The easier Emby is to use the larger market it will have from a business perspective.  Most people these days are lazy and don't want to learn new things they want instant gratification.  Everyone who sees my setup and peruses my collection wants one of their own until I tell them all the work it takes. 

Link to comment
Share on other sites

yaksplat
31 minutes ago, cayars said:

Well you can do it with any script language .  You just need to build a master list of all the content but then you can't easily eliminate 3D or 4K material unless you keep it in different locations.

But it's still not easier IMHO then just running a SQL statement against a database that already has all the data including movie name, location and it's attributes.

True.  I agree that it'd be nice if the db wasn't in exclusive mode.  I don't feel like shutting down the server to run a query.

Link to comment
Share on other sites

yaksplat
1 minute ago, Ronstang said:

Everyone who sees my setup and peruses my collection wants one of their own until I tell them all the work it takes

You want to do this? Here's my server, backup strategy, methods of finding content, vpn, network system etc....  You can see the light fade from their eyes.

Link to comment
Share on other sites

Happy2Play
1 minute ago, Ronstang said:

EmbyStat is easy enough but the function I need was taken out.  

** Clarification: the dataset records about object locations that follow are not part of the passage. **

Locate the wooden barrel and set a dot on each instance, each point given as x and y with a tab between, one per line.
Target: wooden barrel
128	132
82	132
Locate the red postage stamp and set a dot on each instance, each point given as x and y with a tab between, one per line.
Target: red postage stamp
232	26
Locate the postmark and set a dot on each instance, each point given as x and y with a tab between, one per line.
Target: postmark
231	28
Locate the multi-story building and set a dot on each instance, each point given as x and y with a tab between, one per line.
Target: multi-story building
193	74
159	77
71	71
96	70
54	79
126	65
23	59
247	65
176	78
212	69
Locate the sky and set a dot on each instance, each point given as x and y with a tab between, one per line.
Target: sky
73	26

Already mentioned in other topic, just run previous version 0.2.0 beta 20.

Link to comment
Share on other sites

You guys crack me up.  It's too hard to execute a batch file to run a script because it's difficult but then show multiple steps operations using programs, sorting data and other stuff or writing scripts to find files with same names across your discs.  All of these have issues. Top Gun.mp4, Top Gun (1986).mpg, Top Gun.mkv, Top Gun (1986).mkv are the SAME movie but looking at files names won't find them because they are not duplicate file names.

I want to find duplicate movies not duplicate files so I need the data already mapped to metadata IDs

Exporting data from Emby into Excel via plugin, can allow you to use the Movie Name vs file name so it doesn't have that issue but then you have a few more steps to do and it's manual.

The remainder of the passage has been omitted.